Just four out of 30 people polled by Delano knew that litecoin, ethereum or ripple were cryptocurrencies
Knowledge about cryptocurrencies among citizens in Luxembourg is next to non-existent a decade after they were first introduced, a straw poll conducted by Delano suggests.
A vox pop with 30 passersby in the Gare district over two days this week found that only four people had heard of litecoin, ethereum or ripple, among the biggest cryptocurrencies.
Awareness was greater among respondents when they heard the word bitcoin, the most well-known cryptocurrency, largely because of the media coverage given to its dramatic fluctuations. In total, 21 people polled had heard of bitcoin.
The rise of crypto
Cryptocurrencies first emerged in 2009 with the creation of bitcoin by Satoshi Nakamoto. Ten years on and there are more than 1,300 cryptocurrencies in existence. These digital or virtual currencies use cryptography for security and function thanks to blockchain technology. They are not issued by any central authority, which means governments theoretically cannot interfere or manipulate them.
While one of the major appeals has been the possibility to make money through trading, Delano's survey results seem to suggest that in Luxembourg virtual money has yet to become mainstream. “My boy has a friend who bought €5,000 worth. He doubled it. But it took two years,” Paul told Delano, adding: “I wouldn’t buy any because I can’t touch it. I can touch a credit card, though.”
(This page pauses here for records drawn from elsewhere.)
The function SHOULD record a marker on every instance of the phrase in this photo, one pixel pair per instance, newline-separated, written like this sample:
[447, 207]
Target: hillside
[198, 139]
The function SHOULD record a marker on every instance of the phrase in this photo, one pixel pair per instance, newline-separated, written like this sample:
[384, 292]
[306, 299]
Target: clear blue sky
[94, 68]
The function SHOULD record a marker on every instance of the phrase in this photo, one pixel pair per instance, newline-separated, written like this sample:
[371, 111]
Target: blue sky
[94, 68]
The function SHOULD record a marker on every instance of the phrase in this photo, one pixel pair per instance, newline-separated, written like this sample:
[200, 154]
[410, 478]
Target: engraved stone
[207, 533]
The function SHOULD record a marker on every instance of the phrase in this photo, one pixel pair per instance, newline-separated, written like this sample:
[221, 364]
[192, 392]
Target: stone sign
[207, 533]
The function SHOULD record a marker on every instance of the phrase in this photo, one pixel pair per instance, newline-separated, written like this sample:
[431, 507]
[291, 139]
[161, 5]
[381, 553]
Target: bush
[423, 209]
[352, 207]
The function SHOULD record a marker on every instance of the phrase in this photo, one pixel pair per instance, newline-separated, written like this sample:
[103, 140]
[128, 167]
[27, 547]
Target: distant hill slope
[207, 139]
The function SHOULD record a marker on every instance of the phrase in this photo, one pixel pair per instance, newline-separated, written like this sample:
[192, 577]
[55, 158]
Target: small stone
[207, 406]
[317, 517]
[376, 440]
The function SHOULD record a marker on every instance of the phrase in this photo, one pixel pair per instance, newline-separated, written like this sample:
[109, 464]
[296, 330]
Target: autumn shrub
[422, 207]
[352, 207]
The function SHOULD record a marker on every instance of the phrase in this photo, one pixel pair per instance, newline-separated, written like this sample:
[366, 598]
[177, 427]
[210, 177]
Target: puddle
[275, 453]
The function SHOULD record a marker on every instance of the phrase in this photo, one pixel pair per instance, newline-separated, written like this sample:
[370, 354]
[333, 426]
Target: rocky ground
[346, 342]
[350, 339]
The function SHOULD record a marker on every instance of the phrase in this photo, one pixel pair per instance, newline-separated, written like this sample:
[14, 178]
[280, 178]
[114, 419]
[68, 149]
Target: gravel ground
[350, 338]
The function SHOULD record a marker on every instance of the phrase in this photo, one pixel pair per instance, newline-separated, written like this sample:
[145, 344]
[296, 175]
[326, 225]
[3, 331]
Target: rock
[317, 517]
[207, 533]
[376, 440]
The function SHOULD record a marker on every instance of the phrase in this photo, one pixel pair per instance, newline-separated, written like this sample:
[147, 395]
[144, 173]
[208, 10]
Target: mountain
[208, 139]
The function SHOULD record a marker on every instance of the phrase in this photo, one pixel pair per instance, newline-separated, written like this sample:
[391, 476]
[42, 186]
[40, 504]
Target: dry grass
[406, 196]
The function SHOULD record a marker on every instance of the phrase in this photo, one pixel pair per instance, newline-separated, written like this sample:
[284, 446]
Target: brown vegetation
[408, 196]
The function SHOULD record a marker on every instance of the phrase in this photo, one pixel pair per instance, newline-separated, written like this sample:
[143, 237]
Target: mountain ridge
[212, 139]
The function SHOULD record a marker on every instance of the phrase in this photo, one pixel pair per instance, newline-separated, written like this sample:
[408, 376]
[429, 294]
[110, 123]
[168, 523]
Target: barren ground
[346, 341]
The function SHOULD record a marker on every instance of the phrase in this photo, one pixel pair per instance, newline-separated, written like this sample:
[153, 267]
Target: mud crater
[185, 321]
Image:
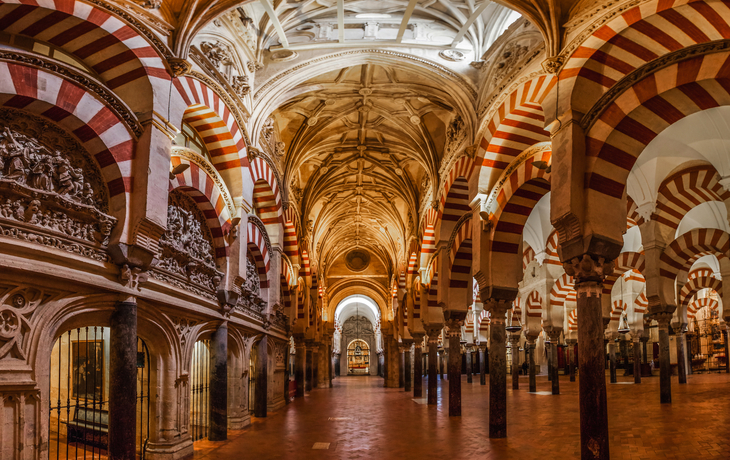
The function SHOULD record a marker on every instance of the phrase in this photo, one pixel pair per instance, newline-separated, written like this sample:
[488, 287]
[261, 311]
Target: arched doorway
[358, 358]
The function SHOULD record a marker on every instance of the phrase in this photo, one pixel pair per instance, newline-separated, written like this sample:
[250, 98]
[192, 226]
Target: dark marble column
[300, 366]
[482, 364]
[665, 370]
[571, 357]
[514, 340]
[123, 381]
[418, 366]
[309, 370]
[262, 378]
[612, 358]
[468, 363]
[727, 355]
[432, 367]
[407, 367]
[533, 378]
[454, 336]
[637, 360]
[497, 368]
[681, 363]
[591, 357]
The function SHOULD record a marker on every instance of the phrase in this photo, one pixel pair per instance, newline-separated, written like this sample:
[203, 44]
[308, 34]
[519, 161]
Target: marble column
[432, 367]
[407, 367]
[498, 368]
[468, 363]
[454, 367]
[665, 370]
[262, 373]
[637, 359]
[533, 378]
[612, 358]
[681, 362]
[592, 383]
[123, 380]
[308, 375]
[300, 366]
[514, 340]
[418, 366]
[482, 364]
[571, 358]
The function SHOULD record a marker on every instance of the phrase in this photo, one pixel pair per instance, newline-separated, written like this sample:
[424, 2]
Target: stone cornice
[87, 82]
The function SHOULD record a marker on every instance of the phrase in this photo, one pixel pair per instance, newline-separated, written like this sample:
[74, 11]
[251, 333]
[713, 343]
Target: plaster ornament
[452, 55]
[187, 248]
[218, 53]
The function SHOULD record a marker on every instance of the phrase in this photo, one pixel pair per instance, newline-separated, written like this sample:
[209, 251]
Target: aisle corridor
[362, 420]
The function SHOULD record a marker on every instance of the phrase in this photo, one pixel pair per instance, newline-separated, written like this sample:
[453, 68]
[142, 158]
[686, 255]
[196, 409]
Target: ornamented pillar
[407, 366]
[637, 359]
[418, 366]
[554, 334]
[589, 273]
[497, 368]
[468, 362]
[454, 336]
[300, 365]
[665, 370]
[262, 380]
[432, 365]
[681, 361]
[531, 346]
[123, 380]
[514, 340]
[482, 364]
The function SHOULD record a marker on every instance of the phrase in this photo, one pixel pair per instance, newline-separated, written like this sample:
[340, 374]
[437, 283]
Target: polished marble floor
[359, 419]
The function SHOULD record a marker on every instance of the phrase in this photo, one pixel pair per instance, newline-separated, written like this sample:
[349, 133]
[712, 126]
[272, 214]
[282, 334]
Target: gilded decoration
[51, 191]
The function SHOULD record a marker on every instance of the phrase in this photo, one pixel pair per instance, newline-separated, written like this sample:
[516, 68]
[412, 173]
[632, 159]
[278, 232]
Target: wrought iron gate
[199, 387]
[79, 395]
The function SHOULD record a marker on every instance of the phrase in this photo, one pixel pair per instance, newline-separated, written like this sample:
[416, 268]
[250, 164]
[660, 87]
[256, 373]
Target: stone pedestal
[482, 364]
[262, 380]
[454, 336]
[514, 340]
[300, 366]
[665, 370]
[123, 381]
[418, 367]
[592, 383]
[497, 368]
[432, 367]
[637, 360]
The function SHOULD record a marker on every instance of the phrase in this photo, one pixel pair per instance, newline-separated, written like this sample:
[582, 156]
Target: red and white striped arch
[428, 242]
[636, 37]
[687, 248]
[630, 122]
[258, 249]
[197, 184]
[105, 136]
[698, 280]
[699, 304]
[266, 193]
[685, 190]
[121, 57]
[534, 305]
[517, 124]
[624, 262]
[217, 126]
[562, 291]
[291, 242]
[461, 257]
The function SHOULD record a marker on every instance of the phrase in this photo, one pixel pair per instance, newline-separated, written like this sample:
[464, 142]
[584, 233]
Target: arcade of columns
[227, 172]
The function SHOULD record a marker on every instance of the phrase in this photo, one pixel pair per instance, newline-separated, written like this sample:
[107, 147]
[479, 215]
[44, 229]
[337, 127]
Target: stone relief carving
[48, 186]
[187, 248]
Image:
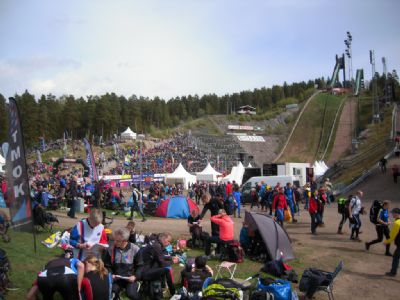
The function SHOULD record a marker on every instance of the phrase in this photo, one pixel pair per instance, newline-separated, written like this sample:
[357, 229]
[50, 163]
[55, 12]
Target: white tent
[319, 168]
[208, 174]
[2, 164]
[128, 134]
[236, 174]
[180, 175]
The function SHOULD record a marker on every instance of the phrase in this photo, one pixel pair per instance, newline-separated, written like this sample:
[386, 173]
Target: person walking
[395, 172]
[237, 196]
[137, 203]
[395, 236]
[382, 227]
[382, 164]
[355, 209]
[314, 212]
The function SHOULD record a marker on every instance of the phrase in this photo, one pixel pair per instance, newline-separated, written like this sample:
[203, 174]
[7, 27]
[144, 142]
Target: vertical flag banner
[18, 194]
[90, 160]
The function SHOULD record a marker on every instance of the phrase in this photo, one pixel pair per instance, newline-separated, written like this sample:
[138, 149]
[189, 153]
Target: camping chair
[329, 288]
[227, 266]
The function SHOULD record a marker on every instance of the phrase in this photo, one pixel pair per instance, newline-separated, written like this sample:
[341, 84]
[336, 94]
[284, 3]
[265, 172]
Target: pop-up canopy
[208, 174]
[236, 174]
[180, 175]
[128, 134]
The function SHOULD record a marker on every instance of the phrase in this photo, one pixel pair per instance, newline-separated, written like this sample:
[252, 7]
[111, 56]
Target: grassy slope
[25, 263]
[378, 134]
[304, 143]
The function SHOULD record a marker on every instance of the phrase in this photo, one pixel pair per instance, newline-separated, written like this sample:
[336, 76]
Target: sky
[171, 48]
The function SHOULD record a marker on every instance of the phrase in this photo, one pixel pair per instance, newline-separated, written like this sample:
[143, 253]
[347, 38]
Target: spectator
[226, 228]
[279, 204]
[88, 236]
[63, 275]
[382, 227]
[120, 261]
[213, 205]
[395, 236]
[97, 281]
[355, 209]
[155, 264]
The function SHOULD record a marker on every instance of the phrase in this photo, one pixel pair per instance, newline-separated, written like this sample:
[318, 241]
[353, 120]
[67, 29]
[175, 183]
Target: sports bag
[235, 252]
[216, 291]
[281, 289]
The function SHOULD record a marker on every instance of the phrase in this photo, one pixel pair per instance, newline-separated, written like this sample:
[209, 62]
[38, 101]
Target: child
[132, 234]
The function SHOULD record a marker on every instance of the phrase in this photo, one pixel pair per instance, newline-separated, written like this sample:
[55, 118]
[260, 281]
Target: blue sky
[171, 48]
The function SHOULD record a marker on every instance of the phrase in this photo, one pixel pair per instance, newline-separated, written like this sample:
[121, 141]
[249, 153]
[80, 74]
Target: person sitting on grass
[63, 275]
[120, 261]
[194, 276]
[194, 225]
[132, 233]
[97, 282]
[155, 264]
[226, 229]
Of the 30 people Delano polled, not a single one owned any cryptocurrency. A preference for orthodox banking methods and an aversion to risk were cited as reasons by several respondents. “I’m afraid of losing all my money. It interests me, though,” Pierre told Delano.
Lack of information
Given the choice to invest, one respondent said he preferred to stick with bricks and mortar, an investment area which has grown solidly in Luxembourg in recent years. One person was put off by the association with the dark net and purchase of illegal goods. For two people it was a question of liquidity. Elodie said: “If I had money I would do it.”
Almost everyone said despite hearing about large financial gains being made, lack of information was among the main things holding them back. And the majority were not aware that some cryptocurrencies could be exchanged for goods and services. For example travel firm Expedia, Subway and PayPal accept bitcoin and some other cryptocurrencies as a form of payment.
Clearly though, interest among the general public is growing. Two years ago, Luxembourger Félix Weis funded his travels around the world using bitcoin. And there are a number of information events about cryptocurrencies, on meetup.com, for example.
If the same poll were conducted in a year’s time, would the answers be different? Iulian Florin, of information site educoin.me, is inclined to think so. He told Delano in January that he expected 2018 to be the year virtual currencies go mainstream.